Burhanettin Duran: Cumhurbaşkanı Erdoğan'a İlişkin Görüşme İddiaları Gerçek Dışı
Duran: Erdoğan Görüşme İddiaları Gerçek Değil

Cumhurbaşkanlığı İletişim Başkanı Burhanettin Duran, sosyal medya ve kamuoyunda dolaşan, Cumhurbaşkanı Recep Tayyip Erdoğan'ın belirli görüşmeler yaptığına dair iddiaları kesin bir dille reddetti. Duran, bu iddiaların gerçeği yansıtmadığını ve Cumhurbaşkanı'nın gündeminde böyle bir konunun bulunmadığını açıkladı.

Resmi Açıklama: İddialar Tamamen Mesnetsiz

Burhanettin Duran, 7 Aralık 2025 tarihinde yaptığı yazılı açıklamada, kamuoyunda yer alan bazı paylaşımların hiçbir dayanağı olmadığını vurguladı. "Bilinçli veya bilinçsiz olarak paylaşılan bu tür iddialar, kamuoyunu yanıltmakta ve Türkiye’nin takip ettiği güvenlik politikalarını farklı yönde etkilemeyi amaçlamaktadır" ifadelerini kullandı.
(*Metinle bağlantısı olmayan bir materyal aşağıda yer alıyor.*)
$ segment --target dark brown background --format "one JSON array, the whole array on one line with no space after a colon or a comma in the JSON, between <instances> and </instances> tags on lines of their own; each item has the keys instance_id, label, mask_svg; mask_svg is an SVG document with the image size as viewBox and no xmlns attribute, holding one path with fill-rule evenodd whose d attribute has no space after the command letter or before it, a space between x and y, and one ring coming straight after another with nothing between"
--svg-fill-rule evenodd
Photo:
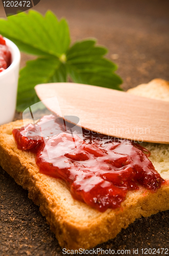
<instances>
[{"instance_id":1,"label":"dark brown background","mask_svg":"<svg viewBox=\"0 0 169 256\"><path fill-rule=\"evenodd\" d=\"M72 41L96 37L109 49L127 90L155 78L169 80L168 0L41 0L34 8L66 17ZM2 3L0 16L5 17ZM21 66L32 58L22 54ZM62 255L38 209L0 167L0 255ZM104 249L169 247L169 212L136 220ZM168 251L169 253L169 251Z\"/></svg>"}]
</instances>

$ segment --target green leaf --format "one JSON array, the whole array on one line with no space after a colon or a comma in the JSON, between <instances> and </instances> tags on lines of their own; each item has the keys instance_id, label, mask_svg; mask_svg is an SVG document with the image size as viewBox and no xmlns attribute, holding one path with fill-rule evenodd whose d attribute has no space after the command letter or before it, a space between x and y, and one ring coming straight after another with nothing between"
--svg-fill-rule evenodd
<instances>
[{"instance_id":1,"label":"green leaf","mask_svg":"<svg viewBox=\"0 0 169 256\"><path fill-rule=\"evenodd\" d=\"M75 43L67 53L69 73L75 82L121 90L122 80L114 72L117 66L103 57L107 50L94 40Z\"/></svg>"},{"instance_id":2,"label":"green leaf","mask_svg":"<svg viewBox=\"0 0 169 256\"><path fill-rule=\"evenodd\" d=\"M62 72L60 70L62 70ZM52 81L65 81L66 76L65 67L56 58L39 58L27 61L26 67L20 72L17 111L23 111L30 105L39 101L34 90L35 86Z\"/></svg>"},{"instance_id":3,"label":"green leaf","mask_svg":"<svg viewBox=\"0 0 169 256\"><path fill-rule=\"evenodd\" d=\"M7 37L27 53L60 57L70 42L68 25L65 19L60 22L48 11L43 17L31 10L0 19L0 34Z\"/></svg>"}]
</instances>

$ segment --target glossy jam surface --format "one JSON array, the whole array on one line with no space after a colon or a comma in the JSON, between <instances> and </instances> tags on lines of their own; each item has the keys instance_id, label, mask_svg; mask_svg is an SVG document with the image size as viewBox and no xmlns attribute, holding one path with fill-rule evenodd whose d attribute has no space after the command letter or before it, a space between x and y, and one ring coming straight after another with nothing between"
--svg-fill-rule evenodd
<instances>
[{"instance_id":1,"label":"glossy jam surface","mask_svg":"<svg viewBox=\"0 0 169 256\"><path fill-rule=\"evenodd\" d=\"M11 53L5 40L0 35L0 73L7 69L11 63Z\"/></svg>"},{"instance_id":2,"label":"glossy jam surface","mask_svg":"<svg viewBox=\"0 0 169 256\"><path fill-rule=\"evenodd\" d=\"M74 198L103 212L120 207L129 190L160 187L164 181L139 144L87 130L83 139L72 137L55 118L45 116L13 134L18 148L36 154L40 172L65 180Z\"/></svg>"}]
</instances>

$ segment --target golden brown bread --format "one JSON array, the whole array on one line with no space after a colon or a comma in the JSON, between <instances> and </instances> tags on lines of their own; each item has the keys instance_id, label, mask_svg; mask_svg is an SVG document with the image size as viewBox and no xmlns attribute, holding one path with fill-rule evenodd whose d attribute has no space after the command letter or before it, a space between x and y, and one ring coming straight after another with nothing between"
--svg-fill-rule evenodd
<instances>
[{"instance_id":1,"label":"golden brown bread","mask_svg":"<svg viewBox=\"0 0 169 256\"><path fill-rule=\"evenodd\" d=\"M115 237L136 218L169 209L167 182L156 193L144 188L129 191L120 208L103 213L73 199L64 182L39 173L33 153L17 148L12 131L22 126L20 120L1 127L0 165L18 184L28 189L29 197L40 205L63 248L93 247ZM145 145L151 151L150 159L157 170L169 180L169 146Z\"/></svg>"}]
</instances>

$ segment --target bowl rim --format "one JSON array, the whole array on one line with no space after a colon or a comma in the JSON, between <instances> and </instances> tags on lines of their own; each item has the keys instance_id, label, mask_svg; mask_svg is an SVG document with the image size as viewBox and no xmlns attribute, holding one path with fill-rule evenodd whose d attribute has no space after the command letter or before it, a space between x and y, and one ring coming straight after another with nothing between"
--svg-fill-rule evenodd
<instances>
[{"instance_id":1,"label":"bowl rim","mask_svg":"<svg viewBox=\"0 0 169 256\"><path fill-rule=\"evenodd\" d=\"M0 77L2 77L4 75L5 76L11 70L13 69L19 63L20 60L20 53L16 45L13 41L11 41L11 40L9 40L6 37L4 37L4 38L7 43L7 46L8 46L11 53L12 60L10 66L7 69L5 69L2 72L0 73Z\"/></svg>"}]
</instances>

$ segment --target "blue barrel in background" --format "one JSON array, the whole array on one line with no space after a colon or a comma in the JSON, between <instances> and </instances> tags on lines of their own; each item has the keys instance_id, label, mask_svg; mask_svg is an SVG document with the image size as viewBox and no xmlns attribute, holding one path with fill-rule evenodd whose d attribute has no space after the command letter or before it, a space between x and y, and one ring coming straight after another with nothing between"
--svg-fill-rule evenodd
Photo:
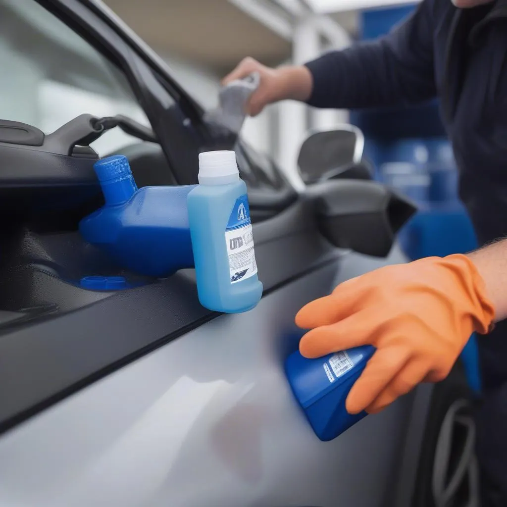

Duran, Cumhurbaşkanı Erdoğan'ın temasları ve görüşmelerine ilişkin bilgilerin sadece Cumhurbaşkanlığı İletişim Başkanlığı veya yetkili devlet kurumları tarafından paylaşılabileceğinin altını çizdi. Bu açıklama, konuya dair yetkisiz kaynaklardan gelen her türlü bilginin güvenilir olmadığına işaret ediyor.

Dezenformasyon Uyarısı ve Kamuoyu Çağrısı

Cumhurbaşkanlığı İletişim Başkanı, vatandaşları sosyal medya platformlarında dolaşıma sokulan yanlış bilgilere karşı uyardı. Duran, özellikle dezenformasyon kampanyalarına karşı dikkatli olunması ve sadece resmi kaynaklara itibar edilmesi gerektiği konusunda bir çağrıda bulundu.

Bu tür asılsız iddiaların, ülkenin siyasi ve güvenlik gündemini manipüle etme amacı taşıyabileceğine dikkat çekildi. Açıklamada, Türkiye'nin kararlılıkla sürdürdüğü politikaların bu tür yanıltıcı bilgi akışlarından etkilenmemesi için kamuoyunun bilinçli hareket etmesinin önemi vurgulandı.

Sonuç ve Net Mesaj

Burhanettin Duran'ın yaptığı açıklama, Cumhurbaşkanı Recep Tayyip Erdoğan hakkında ortaya atılan belirli görüşme iddialarına net bir cevap niteliği taşıyor. İddiaların tamamen gerçek dışı olduğu ve Cumhurbaşkanı'nın ajandasında yer almadığı bir kez daha teyit edilmiş oldu.

Bu gelişme, Türkiye'de üst düzey siyasi konularla ilgili bilgi kirliliğine karşı resmi kurumların hızlı müdahalesinin bir örneğini oluşturuyor. Vatandaşların, özellikle hassas konularda, bilgi kaynağını sorgulaması ve resmi açıklamaları takip etmesi gerektiği mesajı öne çıkıyor.